Data provide insight on where we need to go as a society
The results were a welcome "justification of the need for early and comprehensive supports across many domains," said Dr. Jonathan Weiss, a psychologist at York University heading a project focusing on mindfulness meditation for youth with autism.
"The survey speaks (even if imperfectly) to the future challenges of children with a developmental disability (and their families and to the kind of future we are offering them," remarked Neuroethics co-lead Dr. Eric Racine. "My outlook is, perhaps less about the scientific value of these data as a researcher, but their meaning for where we need to go as a society."
In the Network's second funding cycle, the addition of a research group focusing on the Social Determinants of Health and their relationship with neurodevelopmental conditions puts emphasis on factors such as income, level of poverty, ethnocultural status, immigration status, educational achievement, stress, and access to health care and social services, in telling us a story about the scope of need among children with neurodisabilities and their families," said Dr. Lach.
"In our project," she added, we are using a number of different surveys to track some social determinants of health of children with impairments. For example using the National Longitudinal Survey of Children and Youth in Canada enables us to track levels of poverty over time, as well as social and community support, which includes things like education, and family wellbeing. That provided excellent data over a period of 15 years, but ended in 2010. We are also using the Participation and Activity Limitation Survey (PALS 2001, 2006) that provides a snapshot of children aged 0-14, and adults over age 15 with disabilities whose everyday activities are limited because of a condition or health problem.
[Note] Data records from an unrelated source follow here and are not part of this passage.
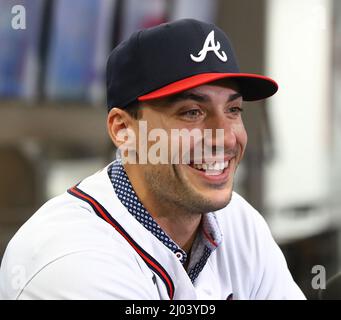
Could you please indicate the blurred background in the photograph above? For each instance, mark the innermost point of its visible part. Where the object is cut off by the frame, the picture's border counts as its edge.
(53, 112)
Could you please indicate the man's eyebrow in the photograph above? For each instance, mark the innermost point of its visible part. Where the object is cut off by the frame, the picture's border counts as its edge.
(199, 97)
(187, 95)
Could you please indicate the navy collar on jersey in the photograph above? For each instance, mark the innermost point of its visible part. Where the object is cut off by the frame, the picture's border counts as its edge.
(206, 241)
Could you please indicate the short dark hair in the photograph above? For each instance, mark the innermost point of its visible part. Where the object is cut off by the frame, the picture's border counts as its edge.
(133, 109)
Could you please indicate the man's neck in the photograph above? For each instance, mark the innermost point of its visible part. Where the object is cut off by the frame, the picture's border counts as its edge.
(180, 225)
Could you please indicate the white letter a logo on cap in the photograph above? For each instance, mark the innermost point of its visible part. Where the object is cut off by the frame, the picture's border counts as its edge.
(209, 45)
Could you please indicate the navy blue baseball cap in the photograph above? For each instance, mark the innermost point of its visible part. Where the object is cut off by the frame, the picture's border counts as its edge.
(173, 57)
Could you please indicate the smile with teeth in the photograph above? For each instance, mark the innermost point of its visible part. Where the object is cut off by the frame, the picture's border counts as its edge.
(214, 168)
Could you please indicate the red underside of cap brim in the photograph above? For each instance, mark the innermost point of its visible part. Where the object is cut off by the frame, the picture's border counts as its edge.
(252, 86)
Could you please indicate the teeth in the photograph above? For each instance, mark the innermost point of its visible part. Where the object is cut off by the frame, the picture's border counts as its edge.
(215, 166)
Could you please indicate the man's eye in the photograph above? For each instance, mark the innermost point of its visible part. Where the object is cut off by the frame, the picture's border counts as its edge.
(235, 110)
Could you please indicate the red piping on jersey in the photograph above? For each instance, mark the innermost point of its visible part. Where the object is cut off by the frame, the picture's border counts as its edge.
(209, 238)
(154, 265)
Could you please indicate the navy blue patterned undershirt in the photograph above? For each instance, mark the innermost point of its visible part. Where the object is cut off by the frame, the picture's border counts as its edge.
(205, 243)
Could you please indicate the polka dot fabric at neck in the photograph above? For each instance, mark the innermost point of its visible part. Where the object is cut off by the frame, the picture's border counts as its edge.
(129, 199)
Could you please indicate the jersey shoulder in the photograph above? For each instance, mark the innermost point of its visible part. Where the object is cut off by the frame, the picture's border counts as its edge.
(62, 231)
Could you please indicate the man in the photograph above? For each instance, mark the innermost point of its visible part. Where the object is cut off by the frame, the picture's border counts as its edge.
(161, 222)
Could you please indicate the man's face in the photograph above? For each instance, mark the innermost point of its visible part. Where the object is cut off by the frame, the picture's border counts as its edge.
(189, 186)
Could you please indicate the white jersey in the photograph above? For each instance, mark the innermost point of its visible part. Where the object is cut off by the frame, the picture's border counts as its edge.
(66, 251)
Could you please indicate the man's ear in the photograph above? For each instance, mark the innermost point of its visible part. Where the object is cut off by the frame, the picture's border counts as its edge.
(118, 124)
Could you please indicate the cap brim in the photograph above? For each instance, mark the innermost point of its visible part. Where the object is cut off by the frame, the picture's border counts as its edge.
(252, 87)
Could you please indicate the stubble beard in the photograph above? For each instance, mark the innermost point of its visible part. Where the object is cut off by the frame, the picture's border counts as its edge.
(172, 191)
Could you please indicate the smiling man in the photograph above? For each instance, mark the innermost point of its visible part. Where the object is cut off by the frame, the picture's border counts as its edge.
(159, 227)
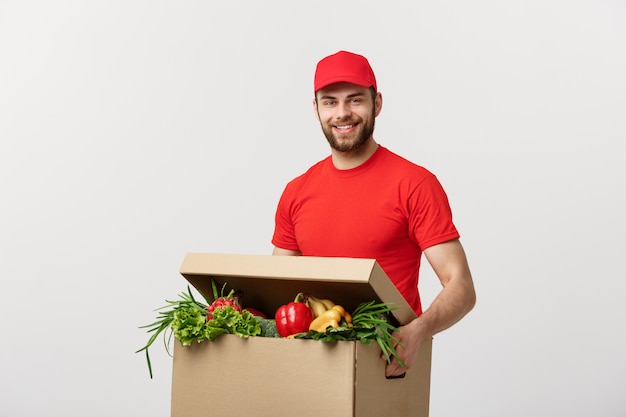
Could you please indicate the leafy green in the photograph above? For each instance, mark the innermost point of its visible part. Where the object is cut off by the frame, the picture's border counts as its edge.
(187, 320)
(371, 323)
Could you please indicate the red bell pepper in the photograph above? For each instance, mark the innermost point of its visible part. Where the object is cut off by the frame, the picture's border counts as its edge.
(292, 318)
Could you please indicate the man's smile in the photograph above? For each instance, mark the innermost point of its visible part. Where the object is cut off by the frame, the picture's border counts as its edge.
(345, 128)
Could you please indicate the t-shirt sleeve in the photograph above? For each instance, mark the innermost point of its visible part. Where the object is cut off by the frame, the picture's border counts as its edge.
(430, 217)
(284, 233)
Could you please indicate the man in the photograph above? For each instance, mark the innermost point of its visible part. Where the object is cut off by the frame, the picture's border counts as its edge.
(363, 201)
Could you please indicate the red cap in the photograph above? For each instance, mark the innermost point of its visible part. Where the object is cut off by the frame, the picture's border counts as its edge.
(344, 67)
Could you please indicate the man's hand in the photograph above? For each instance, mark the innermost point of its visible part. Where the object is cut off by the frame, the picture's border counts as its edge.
(455, 300)
(410, 339)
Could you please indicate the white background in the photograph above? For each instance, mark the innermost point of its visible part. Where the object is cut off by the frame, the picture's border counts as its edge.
(133, 132)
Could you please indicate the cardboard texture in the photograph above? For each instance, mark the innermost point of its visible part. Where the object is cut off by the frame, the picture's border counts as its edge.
(291, 377)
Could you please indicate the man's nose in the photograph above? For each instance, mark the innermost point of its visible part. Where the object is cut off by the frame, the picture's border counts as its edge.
(343, 111)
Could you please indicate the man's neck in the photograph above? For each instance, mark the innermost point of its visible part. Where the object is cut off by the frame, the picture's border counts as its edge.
(352, 159)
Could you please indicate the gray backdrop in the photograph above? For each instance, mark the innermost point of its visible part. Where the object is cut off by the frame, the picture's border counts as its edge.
(133, 132)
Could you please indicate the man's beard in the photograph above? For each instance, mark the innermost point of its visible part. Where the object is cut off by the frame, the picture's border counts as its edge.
(364, 133)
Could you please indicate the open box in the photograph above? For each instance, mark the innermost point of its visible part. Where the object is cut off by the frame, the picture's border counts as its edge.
(274, 377)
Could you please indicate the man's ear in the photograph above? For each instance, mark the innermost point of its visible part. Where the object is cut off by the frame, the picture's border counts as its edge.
(378, 104)
(317, 114)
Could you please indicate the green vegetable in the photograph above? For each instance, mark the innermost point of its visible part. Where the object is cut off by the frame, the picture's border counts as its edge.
(188, 320)
(370, 323)
(268, 327)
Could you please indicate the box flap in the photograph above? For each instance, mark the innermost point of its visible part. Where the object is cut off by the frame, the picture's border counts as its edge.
(268, 281)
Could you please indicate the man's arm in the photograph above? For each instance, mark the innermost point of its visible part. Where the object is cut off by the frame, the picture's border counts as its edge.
(286, 252)
(455, 300)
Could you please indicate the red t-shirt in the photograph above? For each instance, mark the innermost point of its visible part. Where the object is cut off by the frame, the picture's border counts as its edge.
(388, 209)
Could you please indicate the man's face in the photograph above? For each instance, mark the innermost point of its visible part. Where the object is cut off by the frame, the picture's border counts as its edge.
(346, 113)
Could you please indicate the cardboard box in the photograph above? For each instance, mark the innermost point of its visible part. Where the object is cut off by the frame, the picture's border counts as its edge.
(270, 377)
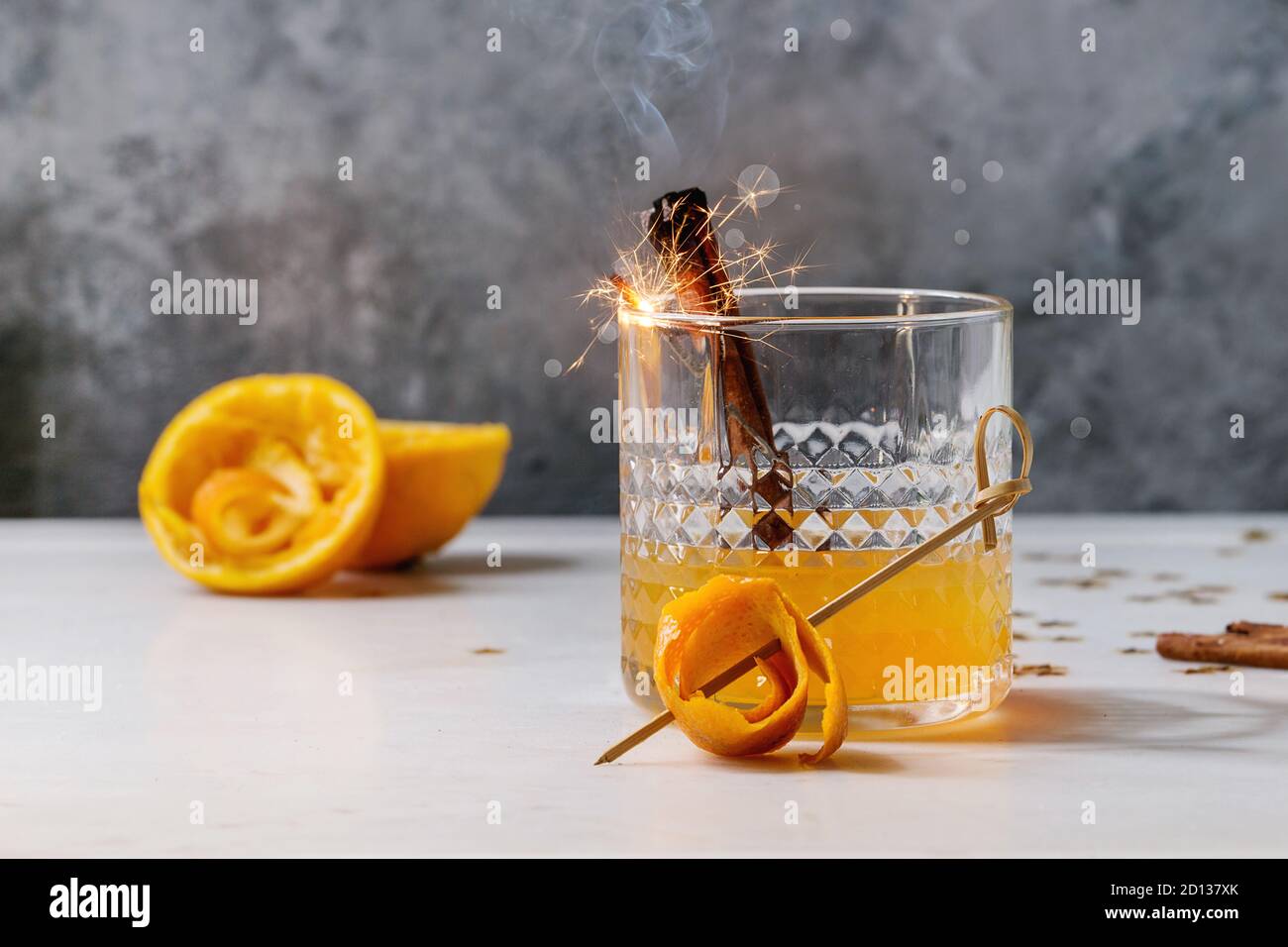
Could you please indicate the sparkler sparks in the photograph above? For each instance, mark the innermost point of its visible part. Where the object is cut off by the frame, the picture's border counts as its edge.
(642, 283)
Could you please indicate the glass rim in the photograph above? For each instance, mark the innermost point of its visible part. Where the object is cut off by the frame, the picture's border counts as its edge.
(978, 307)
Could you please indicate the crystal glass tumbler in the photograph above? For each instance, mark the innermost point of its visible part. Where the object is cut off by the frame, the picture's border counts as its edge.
(874, 397)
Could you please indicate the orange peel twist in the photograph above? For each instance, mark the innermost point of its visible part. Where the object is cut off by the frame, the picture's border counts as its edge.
(711, 628)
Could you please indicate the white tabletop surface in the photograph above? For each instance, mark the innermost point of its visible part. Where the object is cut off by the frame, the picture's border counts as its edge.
(223, 729)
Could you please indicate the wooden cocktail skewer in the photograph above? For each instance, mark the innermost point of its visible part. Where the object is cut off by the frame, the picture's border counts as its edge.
(990, 501)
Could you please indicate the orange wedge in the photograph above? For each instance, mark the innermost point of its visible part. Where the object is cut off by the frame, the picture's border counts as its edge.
(265, 484)
(713, 628)
(439, 475)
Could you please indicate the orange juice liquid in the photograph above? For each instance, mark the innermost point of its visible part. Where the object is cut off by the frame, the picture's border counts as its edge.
(949, 611)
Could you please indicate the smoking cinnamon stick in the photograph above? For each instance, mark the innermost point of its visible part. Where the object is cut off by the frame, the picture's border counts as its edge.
(681, 232)
(1243, 643)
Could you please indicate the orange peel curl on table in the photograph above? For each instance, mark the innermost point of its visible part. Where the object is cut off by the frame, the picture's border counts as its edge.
(711, 628)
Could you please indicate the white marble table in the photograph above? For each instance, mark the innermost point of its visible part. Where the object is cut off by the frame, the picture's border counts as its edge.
(231, 709)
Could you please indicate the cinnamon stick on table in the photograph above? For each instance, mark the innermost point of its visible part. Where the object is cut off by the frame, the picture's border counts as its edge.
(679, 228)
(1243, 643)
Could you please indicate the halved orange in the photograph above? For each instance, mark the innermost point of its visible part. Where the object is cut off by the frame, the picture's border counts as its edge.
(266, 483)
(439, 475)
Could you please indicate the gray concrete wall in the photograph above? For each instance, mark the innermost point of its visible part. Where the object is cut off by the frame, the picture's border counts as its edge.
(476, 169)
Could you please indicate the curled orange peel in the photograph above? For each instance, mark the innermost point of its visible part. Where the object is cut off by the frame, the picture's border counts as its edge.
(266, 484)
(712, 628)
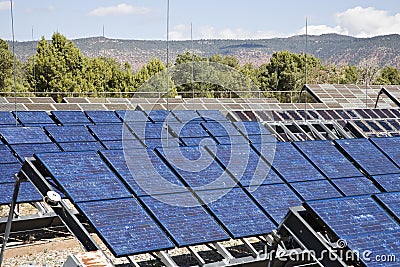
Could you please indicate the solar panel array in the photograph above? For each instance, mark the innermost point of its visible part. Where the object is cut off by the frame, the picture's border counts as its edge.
(228, 187)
"There is no contemporary, single dataset designed that specifically focuses on children with neurodisabilities that is sufficiently comprehensive enough to allow us to track outcomes or determinants over time, particularly moving forward," added Dr. Lach. The 2012 CSD is the most recent snapshot on disability, but with its focus on the 15+ age group, "it is not a survey that we can continue to use to track the outcomes of children and youth going forward. The last wave of data collection was in 2010.
"As a result," Dr. Lach concluded, "several large gaps exist in data that affect the ability to provide evidence about how the lives of children with neurodevelopmental impairments and their families in Canada are progressing."